昨年末、東京ビッグサイトにて2年ぶりの開催となった同人誌即売会「コミックマーケット(コミケ)」。「ようやく」「うれしい」といった声がある一方で、「なぜ今?」「コロナ禍でそこまでしてやるのか?」「感染拡大するのでは?」といった声があったのも事実。そんな、“議論の的”となったコミケ開催に向けて尽力したのが参議院議員・藤末健三氏だ。

「第6波が来たとしても開催できる」「世の中に明るい話を提供したい」という2つの原動力をもとに、さまざまな支援や策を講じた藤末氏が、コミケ開催のために“乗り越えた壁”とは。

■ニャロメが歌う「やりたいことをやれ、言いたいことを言え」が指針

――藤末議員の同人サークル「ふじすえ本人!」では、自身の活動や政策を漫画・文章で紹介する同人誌を発行し、コミックマーケットを初めとする全国の同人誌即売会に出展しています。同人誌の冒頭に「漫画大好き」とありますが、その“原体験”を教えてください。

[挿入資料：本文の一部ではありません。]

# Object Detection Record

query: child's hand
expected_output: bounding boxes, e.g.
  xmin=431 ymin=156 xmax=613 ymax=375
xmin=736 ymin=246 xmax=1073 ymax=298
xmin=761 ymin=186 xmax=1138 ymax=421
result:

【藤末健三】小学生で骨折して入院したときに、祖母が買ってくれた漫画雑誌を愛読するようになって、貸本屋に通うようになりました。その後も、中学時代の同級生に「ズンヤ君」という子がいて、彼の家にある漫画をむさぼるように読んでいた記憶があります。

――藤末議員の人生に、漫画やアニメはどのような影響を与えましたか?
  
【藤末健三】私が好きになった作品は、『キャンディ・キャンディ』から『スラムダンク』までさまざまですが、どの作品もアメリカ留学時代の私を楽しませ、勇気づけてくれました。『もーれつア太郎』に出てくるニャロメの歌に「やりたいことをやれ、いいたいことを言え」というメッセージがあって、私の心に深く刻まれています。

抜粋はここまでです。